N°58-RACCONTI D’AUTORE

Nevio Casadio, “Polesine ’51 – Voci e suoni del fiume”, Edizioni Rai Eri, 2002.

Cari ascoltatori, oggi vi leggiamo un brano, intitolato “Laguna in volo”, tratto dal volume “Polesine ‘51” di Nevio Casadio, giornalista Rai di Ravenna. Il libro è un viaggio nello spazio e nel tempo del Polesine, la terra attraversata dal fiume Po, le cui acque nella notte del 14 novembre 1951 aggredirono i campi, i paesi, gli animali, le persone. Dal ricordo dell’alluvione l’autore trae spunto per interrogarsi sul senso della vita di oggi e sui valori di allora.

Laguna in volo

Alcuni anni fa, pensai di fare un’inchiesta sui pendolari d’Italia. Quelle persone che la mattina presto salgono, per lo più, su un mezzo di trasporto pubblico per andare al lavoro. Operai, impiegati, funzionari o docenti di scuola che formano l’esercito dell’ andata e ritorno di un viaggio quotidiano che dura tutta la vita lavorativa, fino al giorno della pensione, inteso come una sorta di liberazione.

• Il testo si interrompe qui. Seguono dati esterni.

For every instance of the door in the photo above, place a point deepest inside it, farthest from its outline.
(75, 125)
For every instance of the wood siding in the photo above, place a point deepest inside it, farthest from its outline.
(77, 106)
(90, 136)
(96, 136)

Fu così che presi alloggio a Ravenna e, per cominciare a met­tere le mani su quella materia a me sconosciuta, la mattina se­guente salii sul regionale, il Ravenna-Bologna delle sette e quaran­tanove. A quell’ora, di quella mattina di febbraio, la notte avvol­geva ancora i binari lungo la stazione, con i primi chiarori che venivano dalle parti del porto. Il vagone accolse così, una dopo l’altra le persone intabarrate, con il dentifricio ancora in bocca. E il treno partì. Nel viaggio, le persone iniziarono a svegliarsi do­po qualche chilometro, con il treno che affondava il muso nella nebbia, sulla quale striavano i chiarori del giorno appena comin­ciato. Nei sedili intorno, alcune signore, probabilmente inse­gnanti di una scuola media, commentavano la trama di un film trasmesso la sera precedente in televisione. Qualcun altro guardava oltre il finestrino, con lo sguardo assente come se di fronte alla campagna che scivolava via scorresse il nulla di uno schermo spento. Per tutto il viaggio, un signore elegante aveva tra le mani, scorrendo le pagine come i fogli di un breviario, le opere di Novalis. Non potei che rimanere colpito da quel lettore assorto, meditabondo che, verso le otto del mattino, metteva gli occhi su un classico della Fenice, di quell’edizione Guanda che avevo conosciuto anch’io, molti anni prima. Mi ritornarono così quegli

Inni alla notte .Oh tu Maria, mille cuori come cima di onda inerpicati verso di te in questa vita d’ombra. Poi il treno arrivò alla stazione di Bologna, ognuno dei pendolari si avviò oltre la pensilina per dirigersi al lavoro e io presi il primo treno utile per ritornare al mio alloggio ravennate.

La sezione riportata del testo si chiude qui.